Jean-François Copé : "Sauvons les riches !"

Jean-François Copé, le Iznogoud de l’UMP, répondait aux questions des lecteurs dans l’édition du 1er février du quotidien Aujourd’hui.

 

Il a confirmé qu’il visait l’Elysée en 2017. Il est donc intéressant de chercher à déceler à quoi pourrait ressembler le modèle de société qu’il défend.

 

Même s’il est un peu réducteur de prétendre cerner la pensée du futur candidat au travers de ses réponses à une quinzaine de questions, on peut toutefois identifier les grands axes qui structurent sa réflexion. La première question qui lui était adressée portait en effet sur ses propositions pour lutter contre la pauvreté et la précarité. Cela lui a permis de faire d’emblée la mise au point suivante : « Il faut sortir des caricatures du genre : pour régler la pauvreté, il faut prendre l’argent des riches ». Ca devait le démanger !

 

Un peu plus loin, interrogé sur les conséquences fâcheuses pour les finances publiques de la  suppression de l’ISF, il a enfoncé le clou : « On dit souvent : « A bas les riches » Et pourtant on est bien contents de les avoir. ». Qui ça « on » ? En tout cas, Jean-François Copé est content de les avoir, tellement content qu’il leur demande de contribuer à la rédaction du programme de l’UMP pour la présidentielle de 2012.

 

Warren Buffett, le célèbre milliardaire américain, a dit : « La lutte des classes existe, et c'est la mienne, celle des riches, qui la mène et qui est en train de la gagner ». Une chose est certaine : le camarade Jean-François sera un bon soldat…

 

Selon lui, les riches seraient une espèce en voie de disparition en France, en raison d’une fiscalité confiscatoire. Pourtant, une étude de l’institut de recherche de la banque d’affaires Crédit Suisse (peu soupçonnable d’être à la solde du Parti Socialiste) parue fin 2010 précise que la France est le troisième pays au monde par le nombre de millionnaires, alors qu'elle n'est « que » la sixième ou septième puissance économique mondiale. La France a le quart des riches d'Europe devant l’Italie, la Grande-Bretagne et l’Allemagne.

 

Loin de se dégrader, la situation des très très riches s’est même considérablement amélioréée ces dernières années.
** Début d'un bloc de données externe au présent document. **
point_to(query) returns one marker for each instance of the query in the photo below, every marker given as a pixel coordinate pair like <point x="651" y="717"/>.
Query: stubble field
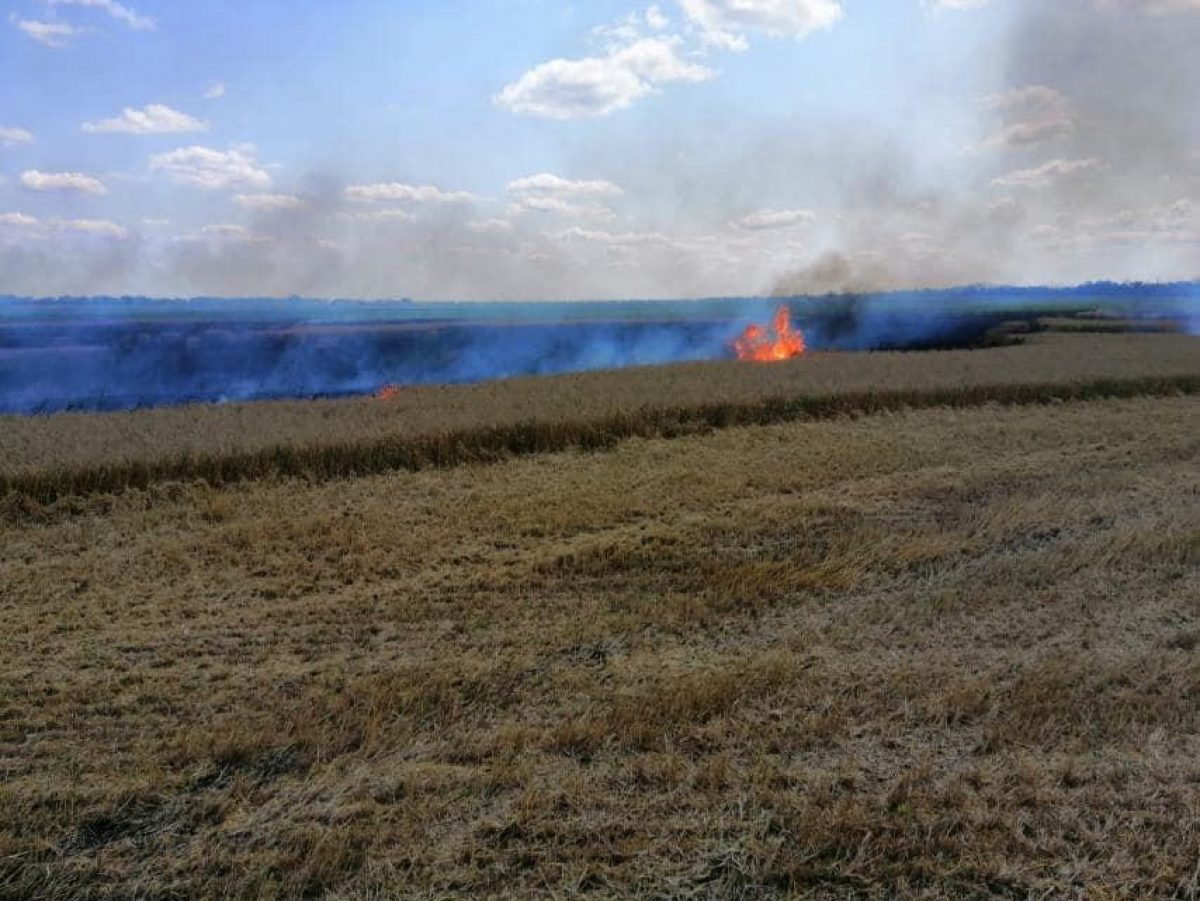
<point x="925" y="653"/>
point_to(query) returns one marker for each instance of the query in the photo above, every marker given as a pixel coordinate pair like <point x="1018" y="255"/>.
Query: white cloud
<point x="269" y="202"/>
<point x="17" y="218"/>
<point x="1027" y="100"/>
<point x="118" y="11"/>
<point x="93" y="227"/>
<point x="397" y="192"/>
<point x="151" y="119"/>
<point x="598" y="85"/>
<point x="31" y="227"/>
<point x="11" y="136"/>
<point x="71" y="181"/>
<point x="1031" y="115"/>
<point x="1049" y="173"/>
<point x="768" y="220"/>
<point x="1025" y="134"/>
<point x="610" y="239"/>
<point x="52" y="34"/>
<point x="389" y="215"/>
<point x="555" y="194"/>
<point x="723" y="22"/>
<point x="213" y="169"/>
<point x="231" y="233"/>
<point x="491" y="227"/>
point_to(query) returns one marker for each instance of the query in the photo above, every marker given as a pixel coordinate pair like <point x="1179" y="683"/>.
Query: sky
<point x="539" y="149"/>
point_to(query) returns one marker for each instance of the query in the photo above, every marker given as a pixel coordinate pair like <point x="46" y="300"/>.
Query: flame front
<point x="388" y="392"/>
<point x="779" y="342"/>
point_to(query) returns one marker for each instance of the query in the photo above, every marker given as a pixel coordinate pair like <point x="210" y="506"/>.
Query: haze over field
<point x="604" y="149"/>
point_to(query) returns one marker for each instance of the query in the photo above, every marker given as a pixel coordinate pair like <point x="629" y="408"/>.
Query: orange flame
<point x="388" y="392"/>
<point x="780" y="342"/>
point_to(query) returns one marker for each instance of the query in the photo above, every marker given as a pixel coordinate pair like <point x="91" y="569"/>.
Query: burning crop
<point x="779" y="341"/>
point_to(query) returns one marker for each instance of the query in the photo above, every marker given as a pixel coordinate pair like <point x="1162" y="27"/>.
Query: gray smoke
<point x="1089" y="167"/>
Ainsi, entre 2004 et 2007, les 0,01% du haut de la pyramide (qui touchent 1,27 million en moyenne par an) ont gagné 40% de plus. Soit la modique somme de 360 000 euros annuels supplémentaires! En moyenne, les 90% les moins riches ont touché 9% supplémentaires entre 2004 et 2007, soit 1 400 euros annuels…

 

De plus, le taux d'imposition sur le revenu des plus riches est très loin d'être confiscatoire. Selon l'Insee, il est en moyenne de 20% pour les 10% les plus favorisés, et n'atteint que 25% pour ceux qui perçoivent plus de 82 000 euros de revenus mensuels…Et l’affaire Bettencourt a permis de mettre en lumière que les hyper-riches pouvaient, via « l’optimisation fiscale » abaisser encore considérablement leur taux d’imposition.

 

Pour revenir aux questions de la pauvreté et de la précarité, qui comptent parmi les problématiques majeures de notre société, l’apprenti-candidat est soudain moins disert et surtout moins catégorique : « Chaque cas est différent et doit être traité en fonction des dispositifs publics qui existent…La vérité, c’est aussi de reconnaître qu’il y a des jours où on gagne et des jours où on perd. ». Les 8 millions de pauvres, les 3 millions de mal-logés, les 1,5 millions de travailleurs pauvres, les 4 millions de chômeurs…bref ceux qui « perdent » tous les jours, apprécieront la vigueur avec laquelle ils seront défendus à partir de 2017. La précarité et la pauvreté ne seraient pas des phénomènes sociaux, liés notamment à la dégradation du marché du travail, à la recherche du profit maximal à court terme, au développement des inégalités qui renforcent le déterminisme social. Non, il s’agit d’un ensemble de cas particuliers, le résultat de comportements individuels qui ne nécessite pas la moindre réflexion sur le partage des richesses, le système éducatif…

 

Les deux sujets majeurs du « copéisme » ont bien entendu été abordés : la remise en cause des 35 heures et le coût du travail. Jean-François Copé n’a d’ailleurs pas manqué de saluer son alter-ego socialiste Manuel Valls, qui a repris les mêmes chevaux de bataille. Bizarrement, lui qui se fait habituellement l’avocat (c’est son métier, non ?) de la convergence vers le modèle allemand, il oublie opportunément de rappeler que les allemands travaillent en moyenne moins que les français. C’est d’ailleurs en partie grâce à ce partage du travail que l’emploi a mieux résisté en Allemagne qu’en France.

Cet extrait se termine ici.